La ciudad antigua es un laberinto de estrechas callejuelas con las casas pintadas de
blanco rodeado por una muralla que data de la época de Felipe II.
El Papa Luna
Es el personaje mas relevante que ha habitado en la ciudad, y gracias a su
presencia Peñíscola será unas de las únicas tres ciudades "sede pontificia"

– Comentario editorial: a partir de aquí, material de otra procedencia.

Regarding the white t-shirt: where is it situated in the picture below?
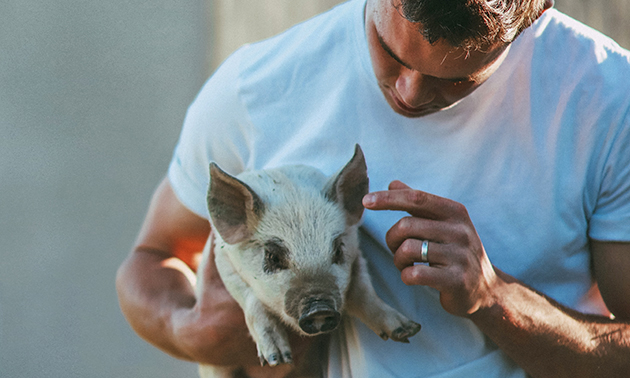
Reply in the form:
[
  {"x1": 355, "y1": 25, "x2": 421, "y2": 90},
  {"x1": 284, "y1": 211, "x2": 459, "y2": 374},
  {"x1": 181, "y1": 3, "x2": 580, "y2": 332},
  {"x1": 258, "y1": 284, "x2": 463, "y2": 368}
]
[{"x1": 169, "y1": 0, "x2": 630, "y2": 378}]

que han existido. Miembro de una noble familia aragonesa, don Pedro de Luna fue elegido
Papa en Avignon con el nombre de Benedicto XIII durante el cisma que dividió la Iglesia a
finales de siglo XIV. Depuesto de su cargo en el concilio de Constanza en 1414, vivió
refugiado hasta su muerte en 1423 en el castillo de Peñíscola convencido de su
legitimidad como Papa.
Castillo
Fue levantado por los Templarios y pese a las graves destrucciones sufridas en
las guerras de Sucesion y de la Independencia, conserva bellas bóvedas y ventanas
góticas. El Papa Luna lo hizo reformar para adecuarlo a las exigencias de su pequeña
corte pontificia, y pueden verse todavía la capilla y las habitaciones de Benedicto XIII.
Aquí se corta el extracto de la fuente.